Oooh, what's this one? Is that the Devil Kalevala mentioned?


----------



## Kalevala (Jul 20, 2014)

https://www.waspslingshots.co.uk/product-page/new-wasp-missile-ttf-frame

That's WASP Missile TTF


----------



## Six Foot Halfling (Dec 22, 2019)

I pulled the proverbial trigger and decided to buy the Imp Gift Box. I even got the "Christmas Edition," because why not? I'll let you folks know how it shoots after it arrives.


----------



## MakoPat (Mar 12, 2018)

That's it...I'm getting one this year.

I have never had a bad Wasp experience. Been eyeing the Imp for too long.

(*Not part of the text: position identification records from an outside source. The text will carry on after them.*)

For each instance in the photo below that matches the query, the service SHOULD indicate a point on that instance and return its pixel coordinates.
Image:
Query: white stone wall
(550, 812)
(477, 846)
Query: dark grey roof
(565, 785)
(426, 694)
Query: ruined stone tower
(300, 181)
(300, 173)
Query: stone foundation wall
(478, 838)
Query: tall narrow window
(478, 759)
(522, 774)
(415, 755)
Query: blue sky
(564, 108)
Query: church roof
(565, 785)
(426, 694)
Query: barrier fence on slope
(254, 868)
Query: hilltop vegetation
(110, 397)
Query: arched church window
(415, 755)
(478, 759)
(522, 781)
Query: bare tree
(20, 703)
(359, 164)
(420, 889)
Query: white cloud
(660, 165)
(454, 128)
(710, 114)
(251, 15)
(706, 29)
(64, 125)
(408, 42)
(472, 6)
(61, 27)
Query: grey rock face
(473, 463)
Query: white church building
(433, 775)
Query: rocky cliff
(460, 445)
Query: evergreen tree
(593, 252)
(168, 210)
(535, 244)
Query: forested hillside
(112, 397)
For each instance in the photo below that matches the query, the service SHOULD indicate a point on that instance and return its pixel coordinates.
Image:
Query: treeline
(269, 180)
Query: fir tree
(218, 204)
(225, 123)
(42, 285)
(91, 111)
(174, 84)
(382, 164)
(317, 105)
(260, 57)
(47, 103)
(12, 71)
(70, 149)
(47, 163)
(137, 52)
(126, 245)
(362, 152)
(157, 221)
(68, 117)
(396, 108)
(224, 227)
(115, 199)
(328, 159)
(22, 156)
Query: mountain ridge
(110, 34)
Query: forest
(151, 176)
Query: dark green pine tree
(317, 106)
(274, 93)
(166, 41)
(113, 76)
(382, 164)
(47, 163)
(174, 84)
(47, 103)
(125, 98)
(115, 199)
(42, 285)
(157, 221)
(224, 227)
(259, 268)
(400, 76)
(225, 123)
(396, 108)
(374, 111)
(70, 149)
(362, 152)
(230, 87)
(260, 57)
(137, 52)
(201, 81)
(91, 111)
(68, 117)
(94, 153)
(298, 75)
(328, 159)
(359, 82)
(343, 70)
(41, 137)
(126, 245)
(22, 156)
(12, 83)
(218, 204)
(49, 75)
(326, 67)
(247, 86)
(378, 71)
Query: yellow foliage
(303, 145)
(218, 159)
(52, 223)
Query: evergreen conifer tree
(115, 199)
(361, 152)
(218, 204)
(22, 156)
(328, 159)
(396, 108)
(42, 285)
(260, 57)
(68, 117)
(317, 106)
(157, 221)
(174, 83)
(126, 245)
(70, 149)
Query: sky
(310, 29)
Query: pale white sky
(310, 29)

I've been struggling between Tri-grip, the torpedo, wolf, and Imp.


----------



## Rattler (Apr 3, 2018)

I own also couple of wasps... not many 
The imp is nice, but the jack of all trade device is definite the uniphoxx, my favorites are the stinger and the Tri gripthy fit my hand well!

Gesendet von meinem AGS2-W09 mit Tapatalk


----------



## Crazy Canuck (Dec 20, 2018)

I recently received the Imp in G10. Solid little sling. If you like 'em small, the Imp is a good choice


----------



## AlDermietzel (Apr 26, 2019)

Rattler said:


> I own also couple of wasps... not many
> The imp is nice, but the jack of all trade device is definite the uniphoxx, my favorites are the stinger and the Tri gripthy fit my hand well!
> 
> Gesendet von meinem AGS2-W09 mit Tapatalk


I've been desperate to get a stinger for so long, everytime I talk myself into it, they're out of stock 

Sent from my EML-L09 using Tapatalk


----------